The main part of this part is to add a comment documenting quirky behaviour of
`GetStorageRanges` with Geth, and workarounds for the missing right-side proof.

The code change is smaller, but it does change the type of parameters `origin`
and limit` to `GetStorageRanges`.  Trace messages are updated accordingly.

When calling a Geth peer with `GetStorageRanges`:
 - Parameters `origin` and `limit` may each be empty blobs, which mean "all
   zeros" (0x00000...) or "no limit" (0xfffff...)  respectively.

   (Blobs shorter than 32 bytes can also be given, and they are extended with
   zero bytes; longer than 32 bytes can be given and are truncated, but this
   is Geth being too accepting, and shouldn't be used.)

 - In the `slots` reply, the last account's storage list may be empty even if
   that account has non-empty storage.

   This happens when the bytes threshold is reached just after finishing
   storage for the previous account, or when `origin` is greater than the
   first account's last storage slot.  When either of these happens, `proof`
   is non-empty.  In the case of `origin` zero or empty, the non-empty proof
   only contains the left-side boundary proof, because it meets the condition
   for omitting the right-side proof described in the next point.

 - In the `proof` reply, the right-side boundary proof is only included if
   the last returned storage slot has non-zero path and `origin != 0`, or if
   the result stops due to reaching the bytes threshold.

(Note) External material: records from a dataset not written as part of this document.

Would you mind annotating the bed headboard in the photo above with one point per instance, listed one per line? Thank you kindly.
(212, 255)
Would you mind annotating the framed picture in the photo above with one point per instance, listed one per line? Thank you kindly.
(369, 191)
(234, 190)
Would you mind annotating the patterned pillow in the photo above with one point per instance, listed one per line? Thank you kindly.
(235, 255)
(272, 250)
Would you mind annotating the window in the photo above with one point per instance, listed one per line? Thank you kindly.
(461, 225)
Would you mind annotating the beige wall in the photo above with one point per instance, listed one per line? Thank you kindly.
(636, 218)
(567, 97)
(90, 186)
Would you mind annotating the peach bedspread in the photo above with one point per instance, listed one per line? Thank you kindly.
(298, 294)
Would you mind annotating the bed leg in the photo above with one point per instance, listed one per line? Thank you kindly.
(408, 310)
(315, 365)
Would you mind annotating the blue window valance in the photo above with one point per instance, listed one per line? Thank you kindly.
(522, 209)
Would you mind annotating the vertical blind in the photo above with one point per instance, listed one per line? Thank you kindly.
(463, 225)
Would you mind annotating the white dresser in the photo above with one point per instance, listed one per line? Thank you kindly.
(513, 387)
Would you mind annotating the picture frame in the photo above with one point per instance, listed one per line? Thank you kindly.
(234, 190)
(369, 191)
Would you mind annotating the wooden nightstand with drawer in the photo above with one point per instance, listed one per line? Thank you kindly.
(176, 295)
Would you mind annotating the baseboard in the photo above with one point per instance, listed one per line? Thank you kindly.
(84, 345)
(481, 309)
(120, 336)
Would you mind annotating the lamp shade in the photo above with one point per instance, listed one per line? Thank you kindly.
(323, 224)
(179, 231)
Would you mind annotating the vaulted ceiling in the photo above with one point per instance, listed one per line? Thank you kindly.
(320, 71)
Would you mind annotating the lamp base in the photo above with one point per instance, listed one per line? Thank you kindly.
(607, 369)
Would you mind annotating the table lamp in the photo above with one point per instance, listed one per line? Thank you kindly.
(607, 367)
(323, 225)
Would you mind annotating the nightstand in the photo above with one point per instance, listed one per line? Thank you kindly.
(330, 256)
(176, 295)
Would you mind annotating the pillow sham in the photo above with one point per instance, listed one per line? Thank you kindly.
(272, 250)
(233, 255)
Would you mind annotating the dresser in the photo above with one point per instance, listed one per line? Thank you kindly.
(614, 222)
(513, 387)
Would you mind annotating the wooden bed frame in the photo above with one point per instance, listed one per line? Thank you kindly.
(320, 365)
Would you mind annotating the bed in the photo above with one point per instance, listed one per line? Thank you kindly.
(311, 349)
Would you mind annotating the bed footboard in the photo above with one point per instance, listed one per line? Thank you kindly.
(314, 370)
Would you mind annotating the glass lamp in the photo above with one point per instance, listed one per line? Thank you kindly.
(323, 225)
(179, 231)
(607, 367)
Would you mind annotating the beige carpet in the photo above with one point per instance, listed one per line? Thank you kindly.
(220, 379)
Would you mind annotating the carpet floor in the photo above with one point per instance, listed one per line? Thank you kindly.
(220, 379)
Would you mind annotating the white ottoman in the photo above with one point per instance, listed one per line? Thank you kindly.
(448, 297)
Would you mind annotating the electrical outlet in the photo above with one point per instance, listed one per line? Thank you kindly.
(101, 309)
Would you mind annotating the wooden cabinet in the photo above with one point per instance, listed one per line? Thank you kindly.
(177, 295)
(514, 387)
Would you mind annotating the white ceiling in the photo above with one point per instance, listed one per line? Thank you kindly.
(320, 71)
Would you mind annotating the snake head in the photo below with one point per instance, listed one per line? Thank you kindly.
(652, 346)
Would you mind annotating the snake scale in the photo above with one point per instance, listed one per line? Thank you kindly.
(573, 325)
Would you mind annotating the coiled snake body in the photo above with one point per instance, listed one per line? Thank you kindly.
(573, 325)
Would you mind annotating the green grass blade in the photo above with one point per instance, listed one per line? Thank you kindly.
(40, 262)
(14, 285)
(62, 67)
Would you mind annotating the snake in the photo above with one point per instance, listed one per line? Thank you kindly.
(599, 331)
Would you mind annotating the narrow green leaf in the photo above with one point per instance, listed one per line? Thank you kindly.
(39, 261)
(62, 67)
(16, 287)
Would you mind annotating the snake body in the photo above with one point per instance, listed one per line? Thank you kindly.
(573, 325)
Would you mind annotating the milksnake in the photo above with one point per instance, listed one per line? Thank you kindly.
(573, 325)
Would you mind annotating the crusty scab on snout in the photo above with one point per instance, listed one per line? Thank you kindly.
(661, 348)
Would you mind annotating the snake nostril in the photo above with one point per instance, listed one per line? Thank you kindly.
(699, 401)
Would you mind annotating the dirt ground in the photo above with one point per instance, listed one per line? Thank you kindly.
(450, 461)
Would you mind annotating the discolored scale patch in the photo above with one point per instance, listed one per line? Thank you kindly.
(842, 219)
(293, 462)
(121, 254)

   Because there's only one proof anyway if left-side and right-side are the
   same path, this works out to mean the right-side proof is omitted in cases
   where `origin == 0` and the result stops at a slot `>= limit` before
   reaching the bytes threshold.

   Although the specification doesn't say anything about `limit`, this is
   against the spirit of the specification rule, which says the right-side
   proof is always included if the last returned path differs from the
   starting hash.

   The omitted right-side proof can cause problems when using `limit`.
   In other words, when doing range queries, or merging results from
   pipelining where different `stateRoot` hashes are used as time progresses.
   Workarounds:

   - Fetch the proof using a second `GetStorageRanges` query with non-zero
	 `origin` (perhaps equal to `limit`; use `origin = 1` if `limit == 0`).

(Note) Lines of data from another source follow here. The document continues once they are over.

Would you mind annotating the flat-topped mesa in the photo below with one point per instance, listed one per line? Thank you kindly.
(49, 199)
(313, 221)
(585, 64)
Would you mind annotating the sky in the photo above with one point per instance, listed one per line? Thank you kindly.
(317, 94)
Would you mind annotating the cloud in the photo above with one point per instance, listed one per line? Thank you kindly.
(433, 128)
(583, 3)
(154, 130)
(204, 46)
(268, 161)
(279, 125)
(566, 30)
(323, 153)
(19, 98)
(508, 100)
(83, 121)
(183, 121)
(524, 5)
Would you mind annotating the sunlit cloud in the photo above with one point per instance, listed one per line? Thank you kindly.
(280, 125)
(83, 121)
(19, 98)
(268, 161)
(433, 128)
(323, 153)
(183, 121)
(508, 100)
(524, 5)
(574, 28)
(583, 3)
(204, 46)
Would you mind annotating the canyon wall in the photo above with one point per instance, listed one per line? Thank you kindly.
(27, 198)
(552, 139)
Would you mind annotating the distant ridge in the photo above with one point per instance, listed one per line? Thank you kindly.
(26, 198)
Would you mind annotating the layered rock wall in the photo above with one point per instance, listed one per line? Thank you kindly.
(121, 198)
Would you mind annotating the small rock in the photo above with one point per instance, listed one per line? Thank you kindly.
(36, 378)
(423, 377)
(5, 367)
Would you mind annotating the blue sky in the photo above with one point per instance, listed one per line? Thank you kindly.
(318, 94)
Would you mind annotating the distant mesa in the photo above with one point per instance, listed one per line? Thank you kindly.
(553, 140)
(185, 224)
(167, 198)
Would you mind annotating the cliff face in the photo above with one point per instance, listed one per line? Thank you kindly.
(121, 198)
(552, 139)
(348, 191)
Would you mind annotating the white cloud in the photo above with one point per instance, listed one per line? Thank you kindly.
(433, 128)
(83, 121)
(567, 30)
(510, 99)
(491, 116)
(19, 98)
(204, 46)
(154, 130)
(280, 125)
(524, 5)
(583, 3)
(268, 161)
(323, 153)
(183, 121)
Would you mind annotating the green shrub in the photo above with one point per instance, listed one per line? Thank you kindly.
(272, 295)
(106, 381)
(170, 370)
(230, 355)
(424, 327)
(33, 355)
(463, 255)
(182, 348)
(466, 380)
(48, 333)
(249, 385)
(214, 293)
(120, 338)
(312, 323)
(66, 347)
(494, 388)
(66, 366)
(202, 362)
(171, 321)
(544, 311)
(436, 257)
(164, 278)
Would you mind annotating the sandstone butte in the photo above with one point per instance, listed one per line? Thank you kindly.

   - Avoid the condition by using `origin >= 1` when using `limit`.

   - Use trie node traversal (`snap` `GetTrieNodes` or `eth` `GetNodeData`)
	 to obtain the omitted proof.

 - When multiple accounts are requested with `origin > 0`, only one account's
   storage is returned.  There is no point requesting multiple accounts with
   `origin > 0`.  (It might be useful if it treated `origin` as applying to
   only the first account, but it doesn't.)

 - When multiple accounts are requested with non-default `limit` and
   `origin == 0`, and the first account result stops at a slot `>= limit`
   before reaching the bytes threshold, storage for the other accounts in the
   request are returned as well.  The other accounts are not limited by
   `limit`, only the bytes threshold.  The right-side proof is omitted from
   `proof` when this happens, because this is the same condition as described
   earlier for omitting the right-side proof.  (It might be useful if it
   treated `origin` as applying to only the first account and `limit` to only
   the last account, but it doesn't.)